I put together a simple set of scripts to make the encrypting / decrypting quick and easy. I'm sharing in case someone finds this handy. AFAIK, most linux distros include gpg so you shouldn't need to install anything.
Password management should be simple and follow Unix philosophy. With pass, each password lives inside of a gpg encrypted file whose filename is the title of the website or resource that requires the password. These encrypted files may be organized into meaningful folder hierarchies, copied from computer to computer, and, in general, manipulated using standard command line file management utilities.
pass makes managing these individual password files extremely easy. All passwords live in ~/.password-store, and pass provides some nice commands for adding, editing, generating, and retrieving passwords. It is a very short and simple shell script. It's capable of temporarily putting passwords on your clipboard and tracking password changes using git.
Whats your opinion on password managers out of curiosity? My memory is far to crap to remember complex passwords unfortunately. pass actually does a decent job I think. Simple, hook it to git you can sync it to other devices if required.
Well, I very much distrust any of those password managers that backup to the internet. I think a raw text file is going to be less prone to corruption than a saved binary structure that needs to be parsed.

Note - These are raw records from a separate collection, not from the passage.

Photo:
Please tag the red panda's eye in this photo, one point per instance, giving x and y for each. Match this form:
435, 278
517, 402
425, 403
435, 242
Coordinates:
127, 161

With a simple text file you can clearly see everything that is there. You won't have loss from db corruption or failure to sanitize input.
The only exception to this is that I use chrome to keep track of low security passwords for some websites... (anything related to games, forums, etc) However, I never have it "keep track" of anything related to banking, credit cards, or taxes. EVER. I also have unique passwords for anything that involves sensitive data and all passwords are 12 characters or more.